Why RWA Grows When Speculation Retreats
The simplest explanation: tokenized treasuries and gold are not speculative assets. They generate yield or track a commodity price. When risk appetite shrinks and traders exit leveraged positions, capital often rotates into yield-bearing instruments. Tokenized treasuries offering 4-5% APY on-chain become attractive relative to sitting in stablecoins earning nothing, or holding volatile tokens during a quarter where Bitcoin logged its worst performance since 2018.
The IMF acknowledged this dynamic earlier this week, calling tokenized finance a "structural shift" rather than a simple upgrade. Tobias Adrian, the IMF's financial counselor, specifically flagged the systemic implications of on-chain assets growing faster than regulatory frameworks can adapt. The $22.8 billion ATH adds a data point to that argument.
Private credit, which makes up over 50% of the broader RWA category when measured more inclusively, pushes the total even higher. Some trackers put the all-inclusive figure near $29 billion. The $22.8 billion cited by Cointelegraph appears to measure liquid, publicly trackable on-chain tokens, excluding private credit instruments with restricted access.
The Holder Base Is Expanding Too
RWA holder numbers increased by approximately 8.9% over the past month, suggesting the growth is not just existing whales adding positions. New wallets are entering the category. Part of this is accessibility: platforms like Coinbase and Kraken have made tokenized treasury access easier for retail users, while institutional custody providers have added RWA support to their standard offerings.
For crypto card users, the connection is indirect but real. Stablecoin-funded cards already let holders spend dollar-pegged assets at merchants. As tokenized treasuries become more liquid and composable, the gap between "earning 4.5% yield on tokenized T-bills" and "spending those returns at a point of sale" narrows. Several stablecoin-focused cards already accept USDC and USDT top-ups. Treasury-backed stablecoins like USYC could eventually slot into similar spending pipelines.
What to Watch Next
The pace matters more than the number. RWA grew from $20.33 billion in November 2025 to $22.8 billion in April 2026, roughly $500 million per month. If that pace holds, the category crosses $25 billion by late summer. If institutional products like BUIDL accelerate their fundraising, it could happen sooner.

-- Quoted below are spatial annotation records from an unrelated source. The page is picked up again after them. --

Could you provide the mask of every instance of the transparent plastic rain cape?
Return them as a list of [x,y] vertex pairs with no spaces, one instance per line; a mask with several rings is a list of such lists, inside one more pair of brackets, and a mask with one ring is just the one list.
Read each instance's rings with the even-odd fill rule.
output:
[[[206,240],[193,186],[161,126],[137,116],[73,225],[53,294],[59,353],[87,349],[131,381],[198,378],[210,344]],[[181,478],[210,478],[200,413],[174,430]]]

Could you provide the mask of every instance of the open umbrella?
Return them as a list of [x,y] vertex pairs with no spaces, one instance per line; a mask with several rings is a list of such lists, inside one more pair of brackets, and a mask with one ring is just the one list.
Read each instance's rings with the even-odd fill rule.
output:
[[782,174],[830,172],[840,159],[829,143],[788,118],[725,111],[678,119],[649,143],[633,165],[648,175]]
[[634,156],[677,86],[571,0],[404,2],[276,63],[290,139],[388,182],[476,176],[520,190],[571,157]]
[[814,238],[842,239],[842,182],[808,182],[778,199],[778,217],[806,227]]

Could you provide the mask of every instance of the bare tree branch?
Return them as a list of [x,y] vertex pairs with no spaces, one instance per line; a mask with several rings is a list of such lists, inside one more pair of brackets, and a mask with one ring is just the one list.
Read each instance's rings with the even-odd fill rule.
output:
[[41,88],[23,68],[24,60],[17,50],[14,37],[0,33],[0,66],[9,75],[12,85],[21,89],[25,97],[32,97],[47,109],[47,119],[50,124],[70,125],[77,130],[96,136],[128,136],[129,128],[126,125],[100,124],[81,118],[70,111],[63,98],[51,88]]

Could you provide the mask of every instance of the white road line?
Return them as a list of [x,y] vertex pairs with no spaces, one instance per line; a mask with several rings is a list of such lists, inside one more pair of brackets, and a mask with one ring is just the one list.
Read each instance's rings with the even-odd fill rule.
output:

The risk is concentration. Tether Gold and BlackRock BUIDL together represent a disproportionate share. A regulatory action against either, or a significant gold price decline, would dent the headline numbers. Diversification across asset types, tokenized equities, commodities beyond gold, and real estate, remains early-stage.
For now, $22.8 billion in a fear market is the headline. Tokenized assets are setting records while most of crypto treads water.
Overview
Tokenized real-world assets hit a new all-time high of $22.8 billion in on-chain market cap on April 5, 2026. Tether Gold (XAUT) leads the commodity side at roughly $2.5 billion, while tokenized U.S. Treasuries account for $12.88 billion, with BlackRock's BUIDL fund alone surpassing $2.2 billion. The milestone arrived during a fear-dominated market: Bitcoin at $67,147, Fear and Greed at 30, and spot volumes at multi-year lows. RWA holder counts grew 8.9% in the past month, signaling expanding adoption beyond existing participants.